A road trip to Kansas City brought a wonderful visit with my lifelong best friend and her family, as well as my oldest son (who is LOVING his internship there). While the (over)abundance of Royals gear around town is an exercise in control for my inner Cardinals-loving trash-talker, I really do enjoy that town. In addition to being home to my beloved second family, Kansas City is clean, friendly, and really lovely. Above is the view from our hotel room.
And below is the view from the start line of our weekend adventure: the Hospital Hill half-marathon, a Kansas City classic. Drew and I both ran it.
When the word “hill” is part of a race’s name, normal people would generally take pause before signing up and lacing up. Who likes hills, for crying out loud? But between the race’s national accolades and the opportunity to see my favorite peeps, I bypassed that pause. Sign me up, baby! Besides, it’s only Hospital HILL, right? How bad could it be?
Well…turns out that hospital hill should actually be hospital HILLS. Seven, to be exact. This was far and away the toughest race course I have ever experienced. It was really rough. But it was also amazing in so many ways. Drew knocked it out of the park, posting a time that blew both of our minds – especially given the difficulty of the course. My bestie and her family got up at oh-dark-o’clock to see us off at the starting line and cheered us on at different points along the course, and were there for hugs at the finish – a level of support I’ve never experienced before.

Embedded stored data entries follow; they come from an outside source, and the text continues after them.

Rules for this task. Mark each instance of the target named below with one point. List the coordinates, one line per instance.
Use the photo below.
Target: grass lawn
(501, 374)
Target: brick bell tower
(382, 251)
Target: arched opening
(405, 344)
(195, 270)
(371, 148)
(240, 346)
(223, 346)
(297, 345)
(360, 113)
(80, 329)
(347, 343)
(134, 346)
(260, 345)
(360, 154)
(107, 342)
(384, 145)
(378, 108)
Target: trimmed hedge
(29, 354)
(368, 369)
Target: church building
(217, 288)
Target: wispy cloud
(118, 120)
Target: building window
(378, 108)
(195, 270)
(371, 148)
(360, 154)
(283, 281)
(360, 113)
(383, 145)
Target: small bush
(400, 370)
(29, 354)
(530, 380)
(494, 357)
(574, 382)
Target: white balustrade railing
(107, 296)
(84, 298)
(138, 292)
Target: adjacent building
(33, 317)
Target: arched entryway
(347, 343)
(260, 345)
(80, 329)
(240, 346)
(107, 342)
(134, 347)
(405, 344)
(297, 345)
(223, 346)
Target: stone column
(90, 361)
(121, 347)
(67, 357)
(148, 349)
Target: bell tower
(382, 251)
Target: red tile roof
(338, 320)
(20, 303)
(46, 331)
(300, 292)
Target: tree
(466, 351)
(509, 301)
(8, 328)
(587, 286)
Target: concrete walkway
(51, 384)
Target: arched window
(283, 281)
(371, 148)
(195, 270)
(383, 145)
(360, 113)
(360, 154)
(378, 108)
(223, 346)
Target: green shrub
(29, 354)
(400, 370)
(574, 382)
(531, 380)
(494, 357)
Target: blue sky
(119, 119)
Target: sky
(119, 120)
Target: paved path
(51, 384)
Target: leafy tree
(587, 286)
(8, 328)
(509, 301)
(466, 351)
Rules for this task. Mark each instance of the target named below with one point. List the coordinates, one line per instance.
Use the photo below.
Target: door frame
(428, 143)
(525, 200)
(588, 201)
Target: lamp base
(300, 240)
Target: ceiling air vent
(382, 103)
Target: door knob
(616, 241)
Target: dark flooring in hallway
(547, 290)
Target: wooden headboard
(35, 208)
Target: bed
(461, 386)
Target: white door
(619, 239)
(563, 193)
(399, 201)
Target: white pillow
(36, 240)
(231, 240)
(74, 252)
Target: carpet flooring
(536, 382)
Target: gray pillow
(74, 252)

They even hopped on the course and ran me up one of the hills. It was amazing. Our hearts were so full.
And then there was this.
This was at mile 9, the only photo I took during the race. Unusual for me, I know. Between the rain and hill after brutal hill, I really wasn’t in the photo opp-seeking state of mind. But these three runners yanked my brain out of survival mode when they began giving me thumbs up because of my shirt. As it turns out…we were on the same team. A wonderful, dreadful, powerful team, as evidenced by the t-shirts we all had in common: The Children’s Tumor Foundation, the organization that raises money to support research for neurofibromatosis.
When you see someone wearing an American Cancer Society shirt, you don’t really wonder how they know about it. Cancer is ugly. Everyone has heard of it. You can’t NOT be touched by it. Same thing with American Heart Association, Alzheimer’s Association, ASPCA. Everyone has heard of these. But The Children’s Tumor Foundation…well, it’s a different story. Most people haven’t even heard of this disease, let alone any related education or fundraising efforts. You really have to know someone with NF to have heard of this organization. So the four of us, running in the rain on the hilliest course any of us had seen, were instantly connected by grief and a higher cause. They were running in honor of a 21-year old girl with NF1. I told them that both of my kids have NF2. I thanked them for raising money for this research that provides hope for families like mine. And I cried. In the middle of a half-marathon course. Did I mention that something very similar happened during my marathon in April? Only this time the runner in question actually has NF1 herself. And we both cried. In the middle of a marathon course. We also hugged and posed for a selfie before moving on.
Anyway, it was a tremendously moving experience from an altogether wonderful and memorable weekend. I’m so grateful.